Learn more about the effort to prepare draft changes to the UUA bylaws that—if approved at General Assembly in June—would replace Unitarian Universalism's Principles, Purposes, and Sources.
“The thing I loved about the process was the actual engagement with theological questions and issues,” recalls Miller. “I loved it and loved that we were doing it as a group, as an Association, not only as a committee group but with the whole movement being asked, ‘What is our faith today?’ To me it’s thrilling. To me it’s like the Council of Nicaea¹, when people got together and hammered out what they thought. I just find it exciting that we are open to that, that we do not cloak our statements as if they were a revelation from misty times and some divine being. People wrote these around a conference table in a meeting room!”
“If there’s anything I could say that would reduce their anxiety about this and help people to see nothing’s really going to be lost, [it’s] that there will be new ways of teaching and conveying this to children and adults and newcomers that will emerge just as they did for the ones we have now,” she says. “And I also think people should enjoy the chance to do theology publicly. To talk about the most important guiding principles and values of their lives, and to be able to do that with other people who share a lot of the same feelings and values you have is a great opportunity.

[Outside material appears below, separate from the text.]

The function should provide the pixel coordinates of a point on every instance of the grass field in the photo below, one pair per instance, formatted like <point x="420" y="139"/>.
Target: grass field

And yes, there’s a certain amount of wordsmithing, you might not see everything you like in the final version, but to engage with this is to really ask, ‘What are we about?’”
Moreover, she adds, “The Seven Principles will not be lost. They are always part of our heritage. Congregations will continue to use them in various ways. But the UUA bylaws could use new insights and fresh language. We need to reach for a theology of our time.”
Miller, who is minister emerita at the Belmont congregation, won’t make it to GA in person this year, since she takes care of Graham’s 10- and 12-year-old children during the summer. But she will be attending as an online registrant, with her bylaws grandbabies nearby. And she has some advice for all UUs.
“I would say, loosen up, enjoy it! Relish the fact you get to have a part in this process of a new direction, and see if that is something you could live by. They have done lovely work,” she says. “I’m very excited.”
¹ The Council of Nicaea was a council of Christian bishops convened in AD 325 by the Roman Emperor Constantine I, which attained consensus on certain questions of theology, and from which emerged the initial part of the Nicene Creed.